Recordó primeramente sus primeros pasos como profesor en la Universidad de Bonn, cuando todavía se apreciaban las heridas de la guerra y eran muchas las carencias materiales, cuando todo lo suplía la ilusión por una actividad apasionante, así como el trato con colegas de las diversas disciplinas y el deseo de responder a las inquietudes últimas y fundamentales de los alumnos.
La comunidad, “universitas”, de profesores y estudiantes debe buscar en conjunto la verdad en todos los saberes, pues como diría Alfonso X el Sabio, la Universidad es ese “ayuntamiento de maestros y escolares con voluntad y entendimiento de aprender los saberes”, los cuales deben ser “arraigados, edificados y firmes” pues apuntan a tener fundamentos sólidos para la vida.
La Universidad ha sido, y está llamada a ser siempre, la casa donde se busca la verdad propia de la persona humana y, encarna, pues, un ideal que no debe desvirtuarse ni por ideologías cerradas al diálogo racional, ni por servilismos a una lógica utilitarista de simple mercado, que ve al hombre como mero consumidor.
A veces se piensa que la misión de un profesor universitario sea hoy exclusivamente la de formar profesionales competentes y eficaces que satisfagan la demanda laboral en cada preciso momento, como lo exige nuestro Plan Nacional de Desarrollo 2010 – 2014 “Prosperidad para todos”; sin embargo, como profesores, Benedicto XVI nos recuerda nuestra importante y vital misión: ser estímulo y fortaleza para nuestros estudiantes, siendo personas abiertas a la verdad total en las diferentes ramas del saber, sabiendo escuchar y viviendo en su propio interior ese diálogo interdisciplinar; personas convencidas, sobre todo, de la capacidad humana de avanzar en el camino hacia la verdad. Así las cosas, la enseñanza no debe ser una escueta comunicación de contenidos, sino una formación de jóvenes a quienes debemos comprender y querer, para suscitarles esa sed de verdad que poseen en lo profundo y ese afán de superación.

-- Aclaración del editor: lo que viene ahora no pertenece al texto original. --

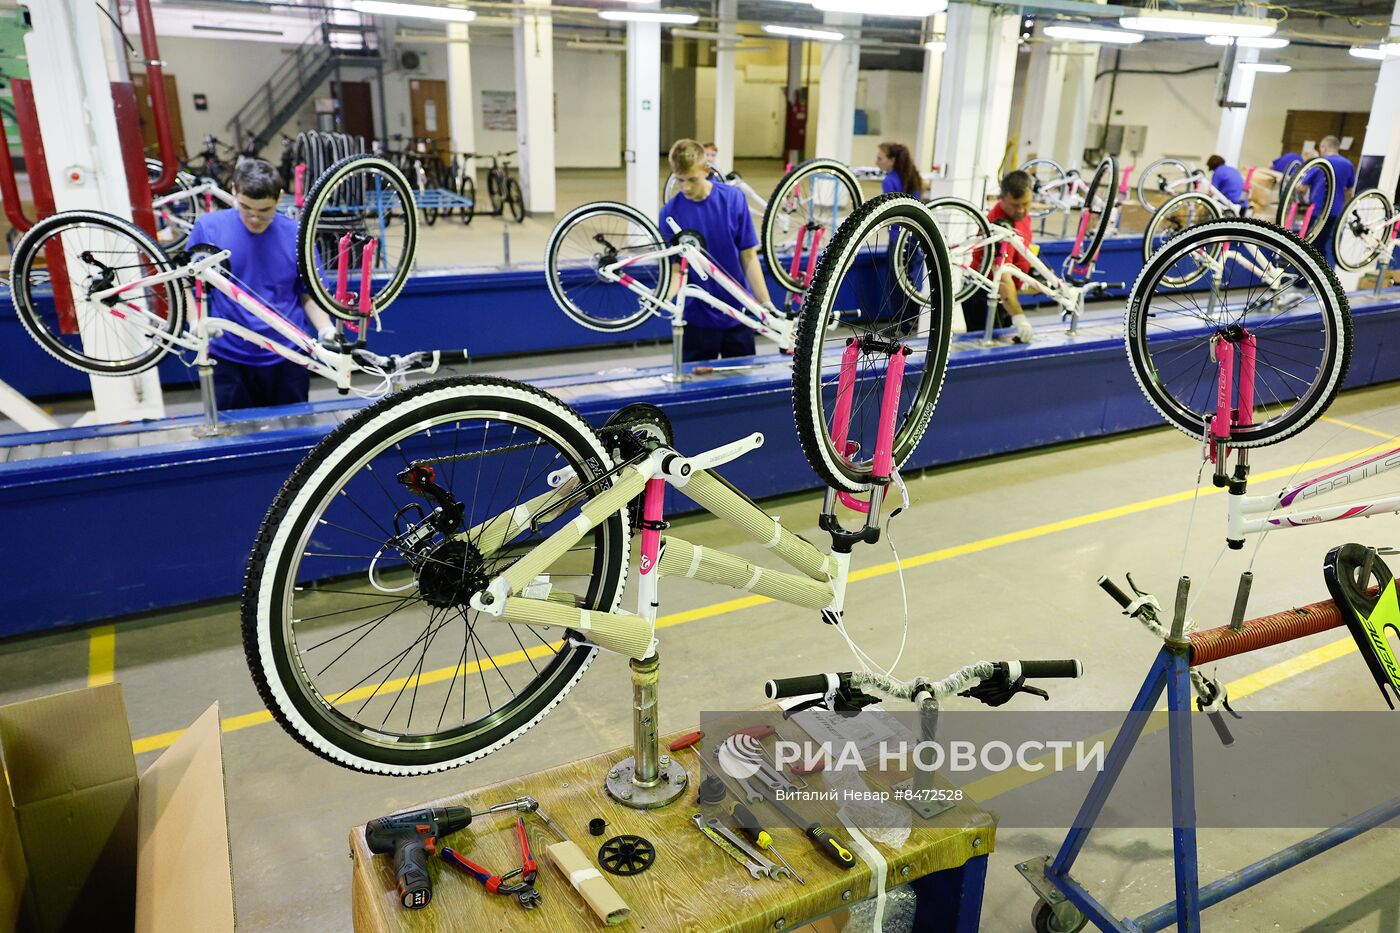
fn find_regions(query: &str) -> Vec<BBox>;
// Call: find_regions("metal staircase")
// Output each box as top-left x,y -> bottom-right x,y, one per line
226,12 -> 380,153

Como profesores, no debemos atraer a los estudiantes a nosotros mismos, sino encaminarlos hacia esa verdad que todos buscamos, con una vida colmada de sentido y fecunda en frutos, tanto de conocimiento como de fe. Eso se logra únicamente con coherencia de vida y pensamiento, es decir, con la ejemplaridad que se exige a todo buen educador.